Change 767527 merged by Ottomata:

[operations/puppet@production] Set default Airflow concurrency limits for an- airflow instances

https://gerrit.wikimedia.org/r/767527

Maintenance_bot removed a project: Patch-For-Review.Mar 2 2022, 4:10 PM2022-03-02 16:10:48 (UTC+0)

• EChetty moved this task from In Review to Done on the Data Pipelines board.Mar 7 2022, 4:34 PM2022-03-07 16:34:19 (UTC+0)

Antoine_Quhen moved this task from In Code Review to Done on the Data-Engineering-Kanban board.Mar 8 2022, 4:20 PM2022-03-08 16:20:48 (UTC+0)

JArguello-WMF closed this task as Resolved.May 31 2022, 3:31 PM2022-05-31 15:31:34 (UTC+0)

mpopov subscribed.Nov 13 2023, 8:40 PM2023-11-13 20:40:42 (UTC+0)

Comment Actions

There's a good chance this is responsible for T347076: NEW BUG REPORT Some DAG run attempts fail because File *_temporary/0 does not exist.

mpopov mentioned this in T351388: Add a spark global config for better file commit strategy.Nov 17 2023, 12:53 PM2023-11-17 12:53:22 (UTC+0)

gerritbot added a comment.Nov 22 2023, 12:58 PM2023-11-22 12:58:03 (UTC+0)

Comment Actions

Change 976700 had a related patch set uploaded (by Btullis; author: Btullis):

[operations/puppet@production] airflow: change max_active_runs_per_dag back to 1

https://gerrit.wikimedia.org/r/976700

gerritbot added a project: Patch-For-Review.Nov 22 2023, 12:58 PM2023-11-22 12:58:04 (UTC+0)
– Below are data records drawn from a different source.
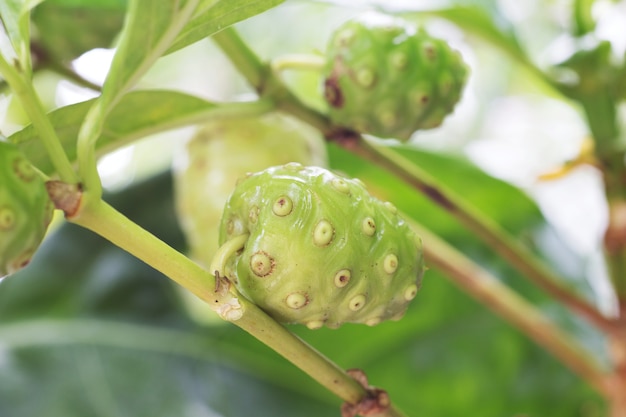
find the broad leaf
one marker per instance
(225, 13)
(106, 334)
(66, 29)
(151, 27)
(477, 21)
(138, 114)
(15, 16)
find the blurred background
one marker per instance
(88, 330)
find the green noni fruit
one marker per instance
(25, 209)
(321, 250)
(387, 78)
(221, 151)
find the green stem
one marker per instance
(504, 244)
(31, 103)
(86, 149)
(490, 232)
(298, 62)
(492, 293)
(104, 220)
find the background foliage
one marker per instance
(107, 335)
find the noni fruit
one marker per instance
(25, 209)
(387, 78)
(208, 166)
(321, 250)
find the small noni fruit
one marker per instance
(25, 209)
(208, 166)
(387, 78)
(321, 250)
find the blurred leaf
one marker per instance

gerritbot added a comment.Nov 22 2023, 3:37 PM2023-11-22 15:37:24 (UTC+0)

Comment Actions

Change 976700 merged by Btullis:

[operations/puppet@production] airflow: change max_active_runs_per_dag back to 1

https://gerrit.wikimedia.org/r/976700

Maintenance_bot removed a project: Patch-For-Review.Nov 22 2023, 4:10 PM2023-11-22 16:10:39 (UTC+0)

Log In to Comment

Content licensed under Creative Commons Attribution-ShareAlike (CC BY-SA) 4.0 unless otherwise noted; code licensed under GNU General Public License (GPL) 2.0 or later and other open source licenses. By using this site, you agree to the Terms of Use, Privacy Policy, and Code of Conduct. · Wikimedia Foundation · Privacy Policy · Code of Conduct · Terms of Use · Disclaimer · CC-BY-SA · GPL

⚓ T300870 Airflow concurrency limits (2024)
Top Articles
Latest Posts
Article information

Author: Tyson Zemlak

Last Updated:

Views: 5890

Rating: 4.2 / 5 (63 voted)

Reviews: 86% of readers found this page helpful

Author information

Name: Tyson Zemlak

Birthday: 1992-03-17

Address: Apt. 662 96191 Quigley Dam, Kubview, MA 42013

Phone: +441678032891

Job: Community-Services Orchestrator

Hobby: Coffee roasting, Calligraphy, Metalworking, Fashion, Vehicle restoration, Shopping, Photography

Introduction: My name is Tyson Zemlak, I am a excited, light, sparkling, super, open, fair, magnificent person who loves writing and wants to share my knowledge and understanding with you.